Solitary Sex: A Cultural History of Masturbation
- Author: Thomas W. Laqueur
- Publisher: Zone Books
- Publication date: 2003
- ISBN: 978-1-890-95133-7

= Solitary Sex =

2003 non-fiction book by Thomas W. Laqueur

Solitary Sex: A Cultural History of Masturbation is a non-fiction book by American historian and sexologist Thomas W. Laqueur. It was published in 2003 by Zone Books. It discusses the history of masturbation, which Laqueur argues that western cultural perceptions of masturbation changed to be much more negative in the 18th century, a shift which he dates to the c. 1712 publication of anti-masturbation pamphlet Onania: or, the heinous sin of self-pollution.

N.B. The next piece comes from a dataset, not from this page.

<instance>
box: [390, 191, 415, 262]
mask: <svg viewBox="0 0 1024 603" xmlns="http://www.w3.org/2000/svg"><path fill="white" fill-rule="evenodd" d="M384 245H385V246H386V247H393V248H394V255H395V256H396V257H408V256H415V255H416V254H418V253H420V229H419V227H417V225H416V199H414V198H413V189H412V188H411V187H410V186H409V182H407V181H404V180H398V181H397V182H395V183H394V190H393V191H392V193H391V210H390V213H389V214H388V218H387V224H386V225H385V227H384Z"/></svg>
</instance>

In a review in The Guardian, author Ian Sansom compared the book to masturbation in the sense that he found it "voluminous, occasionally repetitive, and undoubtedly fascinating". The Journal of Modern History also found the author's claims interesting, and praised Laqueur's writing and attention to detail. The reviewer also called the book unique, in part due to what they described as its status of one of the first complete books about masturbation. Historian Edward Shorter felt that the book was not so much a history of masturbation as a history of the cultural perceptions of masturbation. He also disagreed with several of Laqueur's claims, including his idea that masturbation became stigmatized in part due to the private nature of the act.